I stood there still. I could feel its deep black eyes searching every inch of my soul, almost as if it knew something about me that I did not. I could sense it laughing inside, mocking me, taunting me right to my face. Yet, no one would believe me if I said so considering its innocent appearance. I despise this dark sinister creature. How could something that once made me so happy become something I now hate and never want to see again?
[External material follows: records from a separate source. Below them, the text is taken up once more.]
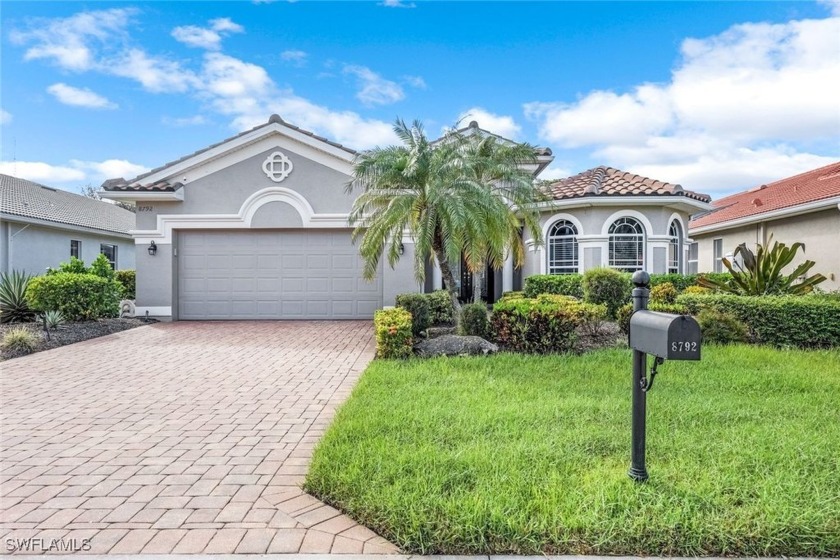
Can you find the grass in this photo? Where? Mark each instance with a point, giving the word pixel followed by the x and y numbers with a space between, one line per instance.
pixel 524 454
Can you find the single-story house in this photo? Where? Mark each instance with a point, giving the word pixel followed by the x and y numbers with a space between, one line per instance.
pixel 255 227
pixel 803 208
pixel 42 227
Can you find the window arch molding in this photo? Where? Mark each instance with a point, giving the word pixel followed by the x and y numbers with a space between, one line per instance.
pixel 627 245
pixel 547 225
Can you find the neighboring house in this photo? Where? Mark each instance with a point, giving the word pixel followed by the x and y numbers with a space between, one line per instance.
pixel 803 208
pixel 255 227
pixel 42 227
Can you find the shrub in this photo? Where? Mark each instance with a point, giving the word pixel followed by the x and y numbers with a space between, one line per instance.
pixel 13 305
pixel 102 268
pixel 606 286
pixel 74 265
pixel 128 279
pixel 721 327
pixel 542 325
pixel 801 321
pixel 563 284
pixel 76 296
pixel 393 333
pixel 663 293
pixel 441 311
pixel 697 290
pixel 19 340
pixel 418 306
pixel 474 320
pixel 52 319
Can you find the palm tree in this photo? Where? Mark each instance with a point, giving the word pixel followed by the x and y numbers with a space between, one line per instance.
pixel 465 195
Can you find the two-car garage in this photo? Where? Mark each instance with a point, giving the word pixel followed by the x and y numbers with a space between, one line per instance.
pixel 273 274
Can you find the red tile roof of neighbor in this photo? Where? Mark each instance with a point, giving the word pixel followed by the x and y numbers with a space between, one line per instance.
pixel 609 181
pixel 811 186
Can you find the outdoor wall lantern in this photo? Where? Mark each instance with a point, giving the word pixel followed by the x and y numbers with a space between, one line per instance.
pixel 665 336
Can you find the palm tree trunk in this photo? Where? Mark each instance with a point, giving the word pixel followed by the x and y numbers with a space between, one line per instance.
pixel 448 277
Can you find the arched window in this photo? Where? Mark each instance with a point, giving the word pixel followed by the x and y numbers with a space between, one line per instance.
pixel 627 245
pixel 675 248
pixel 562 248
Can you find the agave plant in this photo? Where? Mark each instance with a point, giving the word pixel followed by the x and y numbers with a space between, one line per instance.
pixel 13 306
pixel 761 273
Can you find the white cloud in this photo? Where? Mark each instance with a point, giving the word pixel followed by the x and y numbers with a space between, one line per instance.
pixel 73 173
pixel 397 4
pixel 373 88
pixel 735 113
pixel 195 120
pixel 79 97
pixel 71 42
pixel 503 125
pixel 296 57
pixel 206 37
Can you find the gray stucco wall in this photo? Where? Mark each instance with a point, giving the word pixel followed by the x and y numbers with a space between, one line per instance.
pixel 819 231
pixel 36 247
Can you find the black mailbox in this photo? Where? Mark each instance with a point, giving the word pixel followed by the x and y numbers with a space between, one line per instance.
pixel 665 335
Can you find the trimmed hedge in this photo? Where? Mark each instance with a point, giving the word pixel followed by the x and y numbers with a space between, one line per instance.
pixel 77 296
pixel 393 333
pixel 800 321
pixel 607 286
pixel 474 320
pixel 562 284
pixel 128 279
pixel 418 306
pixel 543 325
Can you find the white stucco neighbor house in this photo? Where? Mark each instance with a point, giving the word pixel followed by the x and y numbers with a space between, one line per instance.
pixel 804 208
pixel 42 227
pixel 255 227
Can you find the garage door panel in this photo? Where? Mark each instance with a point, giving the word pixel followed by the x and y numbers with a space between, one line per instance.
pixel 290 274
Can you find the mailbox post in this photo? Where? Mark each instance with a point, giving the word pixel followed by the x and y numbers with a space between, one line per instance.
pixel 638 472
pixel 665 336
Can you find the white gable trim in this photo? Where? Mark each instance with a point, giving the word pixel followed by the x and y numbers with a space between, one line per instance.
pixel 166 223
pixel 248 145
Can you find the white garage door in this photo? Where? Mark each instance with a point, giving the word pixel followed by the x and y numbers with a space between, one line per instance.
pixel 292 274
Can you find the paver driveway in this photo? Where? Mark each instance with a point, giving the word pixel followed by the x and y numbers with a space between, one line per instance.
pixel 179 437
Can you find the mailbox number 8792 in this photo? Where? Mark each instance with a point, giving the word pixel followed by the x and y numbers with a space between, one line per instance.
pixel 684 346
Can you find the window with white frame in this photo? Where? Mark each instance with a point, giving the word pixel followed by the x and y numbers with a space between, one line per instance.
pixel 693 252
pixel 675 248
pixel 562 248
pixel 110 252
pixel 717 246
pixel 627 245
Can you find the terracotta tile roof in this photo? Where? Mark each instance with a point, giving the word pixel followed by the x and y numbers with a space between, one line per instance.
pixel 609 181
pixel 811 186
pixel 121 184
pixel 32 200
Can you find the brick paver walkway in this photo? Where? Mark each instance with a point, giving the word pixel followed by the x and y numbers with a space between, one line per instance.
pixel 180 437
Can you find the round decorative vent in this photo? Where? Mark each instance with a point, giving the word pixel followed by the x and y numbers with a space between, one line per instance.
pixel 277 166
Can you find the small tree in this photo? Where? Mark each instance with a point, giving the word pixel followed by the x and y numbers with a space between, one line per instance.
pixel 761 273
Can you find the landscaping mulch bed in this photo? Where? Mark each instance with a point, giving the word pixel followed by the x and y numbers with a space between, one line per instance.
pixel 69 333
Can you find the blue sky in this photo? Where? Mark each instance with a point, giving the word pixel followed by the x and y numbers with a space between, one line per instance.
pixel 716 96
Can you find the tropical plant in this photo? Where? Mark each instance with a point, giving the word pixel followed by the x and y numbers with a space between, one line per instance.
pixel 467 194
pixel 761 273
pixel 52 319
pixel 19 340
pixel 13 305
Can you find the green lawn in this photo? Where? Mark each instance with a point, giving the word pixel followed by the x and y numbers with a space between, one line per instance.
pixel 530 454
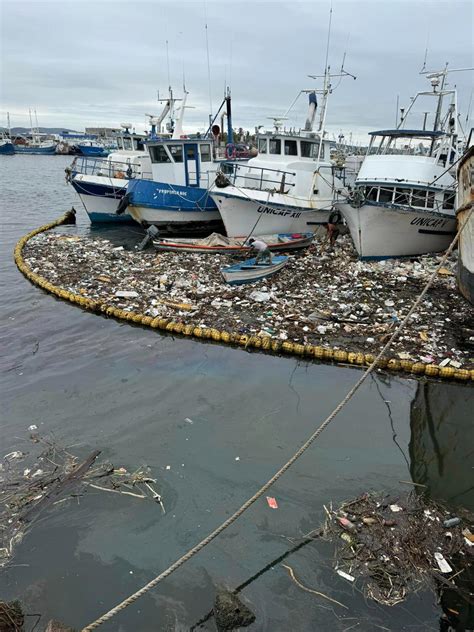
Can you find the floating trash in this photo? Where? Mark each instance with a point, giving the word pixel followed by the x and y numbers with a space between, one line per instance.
pixel 319 298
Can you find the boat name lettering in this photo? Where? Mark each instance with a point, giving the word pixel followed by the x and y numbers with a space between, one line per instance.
pixel 168 192
pixel 428 221
pixel 274 211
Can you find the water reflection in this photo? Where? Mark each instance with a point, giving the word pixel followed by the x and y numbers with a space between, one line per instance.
pixel 441 447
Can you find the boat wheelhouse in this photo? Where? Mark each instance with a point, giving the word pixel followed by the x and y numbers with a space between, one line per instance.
pixel 101 183
pixel 288 187
pixel 405 192
pixel 177 197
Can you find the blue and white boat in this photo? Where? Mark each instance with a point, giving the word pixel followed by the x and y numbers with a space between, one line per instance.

Finally, the day had arrived! I pranced into the hospital with eagerness embracing the little teddy bear I had previously bought my baby brother. From infancy, for reasons I could never understand, I hated hospitals. I thought it had to do with the clinical smell that is always lingering within its walls. However, today, it was my favorite place. I was going to meet my little brother! I was going to meet Marcus. I was going to give him the teddy bear. He was going to love it. I was sure of it. Searching frantically for the hospital room that my mom was in, I noticed my dad trailing behind. “Hurry up Daddy! He’s right over here!” Pushing the door open with all my strength, I entered the room running; I stopped dead in my tracks. He was so cute. He was unmoving, cradled in my mom's loving arms and he had his tiny fragile little fingers wrapped around my mom's index finger. He was perfect. She saw me and called me over. I ran to them. I asked if I could finally give him the teddy bear I had bought him. I eagerly placed the white ball of fluff on his little abdomen. Then, I also, with the same gentleness I had caressed the teddy bear with, placed my finger on his hand. I felt his tiny little hand full of warmth and life wrap around my index finger. What I did not understand was why my mom was crying. I had heard of these things called tears of joy. Maybe, she was happy too.


Still I was standing, almost entirely immobilized by the gaze of this dark creature, slowly starting to lower its lifeless body into a rectangular shaped box. It had a rough dark russet colouring all around the outside, with two handles on each side that appeared to be faded gold. Yet, the inside seemed oddly peaceful. It was cushiony; purely white. Untarnished. Bloodless. Yet, full of blood. It seemed to embrace its only content like a mother would cradle a beloved child near her bosom. I viciously tore my gaze away from the black beady eyes of the once loved teddy bear as I gently, but this time hesitantly place the white ball of fluff on his little abdomen for the last time.

Now I understood. I understood why. Why my mom was crying that day in the hospital. They were not tears of joy.


A few years had passed. The pain of losing a loved one slowly diminishing, yet all the while hovering over me at all times. Every time. Every time I saw a teddy bear it was as if its beady eyes once again held my gaze so as to distract me as it drove a knife into my gut, slowly turning it until I couldn’t breathe.


Winnie the Pooh has ever since been my favorite Disney character but now he is an object of comfort for me. I’ve realized that it’s okay to feel pain when someone you love passes away. In the beginning, there will be objects that will remind you of them that you cannot bear to see. However, as time passes, the pain lessens and you will wake up one day realizing that you don’t mind having those same things around you. Rather you treasure them, just as you treasured your loved one.